In making sense of Bam Adebayo’s historic night, a couple of things became clear.

For one, the exasperation and handwringing is bordering on the absurd. For another, Adam Silver may have inadvertently found the NBA’s solution for tanking.

In what has become the most unexpected individual performance in NBA history, the Miami Heat center dropped 83 points Tuesday, March 10, against the Washington Wizards. It was a singular achievement, one in which he surpassed late Lakers icon Kobe Bryant (81) for second-most points in a single game in history.

Some corners of the Internet whined that Adebayo required 43 free-throw attempts and 36 conversions — both NBA records — to make history.

Make no mistake: his night should be celebrated. You’d be hard-pressed to find many humans who can scratch 83 on their own driveways, let alone an actual NBA game.

Bam Adebayo’s 83-point game is cause for celebration

On a random Tuesday in March, the entire pro basketball world was glued to a game only available on local broadcasts. Players in other arenas on the West Coast watched the final minutes on their phones or got updates as Adebayo eclipsed Bryant, one of the idols for this generation actively playing in the league.

In many ways, Adebayo’s 83-bomb defies logic. He’s a 16.1-point-per-game career scorer. His previous career high was 41, which he had surpassed by halftime. It also means he more than doubled that previous career best. There are so many other statistical oddities that make Adebayo’s performance difficult to comprehend.

This was a player chasing greatness and his coaches and teammates facilitating that pursuit. It was a joyous occasion, one that brought awareness to a team captain who prides himself on defensive effort — something often lacking in the league — and a player whose humble beginnings in a single-wide trailer in North Carolina are now being amplified to the masses.

Social media tends to suck the joy from things. The temptation is to measure Adebayo’s game against Kobe and Wilt Chamberlain, but that’s largely reductive. In a vacuum, this was simply an unprecedented display of athletic greatness. Commemorate that.

Tanking tactics meet Bam Adebayo’s historic night

And, perhaps unintentionally, Adebayo also delivered a solution to the NBA’s issue on tanking: if teams are willingly self-sabotaging and compromising their integrity, shame them into infamy.

“There was a lot of fouls called — 16 free throws in the fourth quarter,” Wizards coach Brian Keefe said of Adebayo after the game. “Just trying to take the ball out of his hands. He still got some free throws 40 feet away from the rim — can’t explain those calls. That’s all I got to say on that.”

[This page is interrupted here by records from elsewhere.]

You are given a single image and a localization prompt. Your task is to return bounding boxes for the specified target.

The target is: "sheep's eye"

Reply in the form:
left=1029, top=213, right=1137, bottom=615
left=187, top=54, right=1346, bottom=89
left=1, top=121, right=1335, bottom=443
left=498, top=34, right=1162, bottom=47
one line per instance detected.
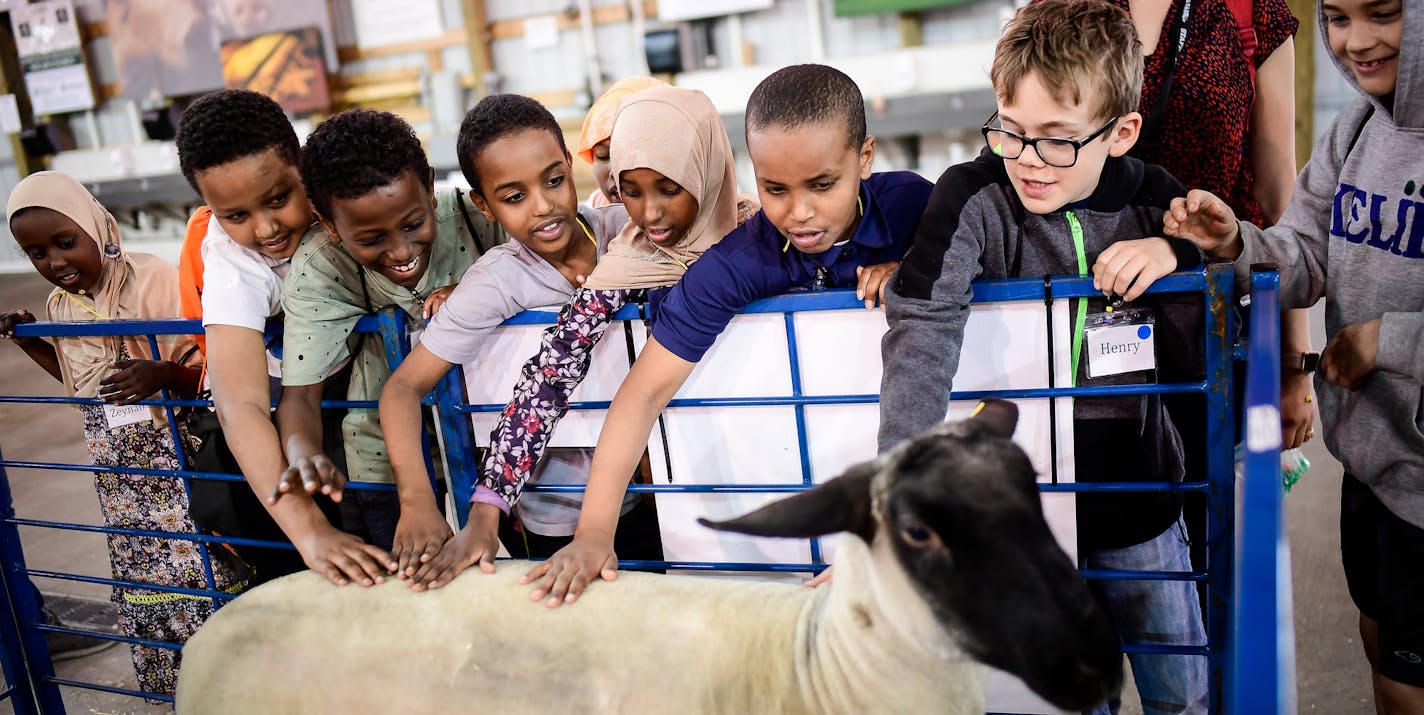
left=900, top=524, right=938, bottom=548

This is exactly what getting embarrassed should feel like. Washington, losers of nine consecutive games, has become a willing doormat as it plans for the future, a common practice for rebuilding teams.

But rather than bemoan officiating, Keefe should explain why the most intense defense his team has played all season came in the final minutes of the fourth, when Washington triple-teamed Adebayo and tried to deny him on inbounds passes. The Wizards, at one point, even intentionally fouled Heat forward Keshad Johnson to put him on the line instead of Adebayo.

Perhaps if the Wizards had exerted this much effort night in and night out, they wouldn’t have been in this position.

Washington is the (proud?) owner of the NBA’s worst defense, allowing 120.6 points per 100 possessions. But it’s the team’s apathy and inability to do anything but foul Adebayo that put the Wizards in this spot.

“The fourth quarter just turned into not a real basketball game,” Keefe added.

He’s not totally wrong; Miami committed an intentional foul with 1:41 left in the game while up 27, in an attempt to get Adebayo more looks. Johnson, in an effort to one-up Washington’s intentional foul on him, tried to direct the ball to Adebayo with an intentionally missed free throw. Heat coach Erik Spoelstra even challenged an Adebayo offensive foul with 2:56 left when Miami was up 25.

But what Keefe gets wrong is that the integrity of this game was compromised months ago, before a single player stepped onto the floor Tuesday night.

Washington, not-so-subtly, has been engaged in a tanking effort over the past three months, if not multiple seasons. And because the team’s 2026 first-round selection is Top-8 protected, the Wizards are doing everything they can to ensure it stays with the franchise.

Trae Young, whom the Wizards acquired Jan. 7, missed Tuesday’s game and has played for Washington just twice. Anthony Davis, acquired Feb. 4, hasn’t made a single appearance for the Wizards.

All of this begs the question: if a supremely talented player but average scorer like Adebayo could go on a heater and explode for 83 points on Washington, will other players now hunt the Wizards?

If Washington continues to self-sabotage, they might as well.

Later this month, the Wizards play the Thunder and Knicks in consecutive nights. What’s to stop Shai Gilgeous-Alexander or Jalen Brunson from trying for 85? Then, on March 30, the Wizards will travel to face the Lakers and the NBA’s leading scorer, Luka Dončić.

The thing that should endure in all of this, however, is Adebayo. As the NBA tries to compete with other sports for viewership and attention, stories like his and performances like these deserve amplification.

“Wilt, me, then Kobe,” a reflective Adebayo told reporters after the game. “It sounds crazy.”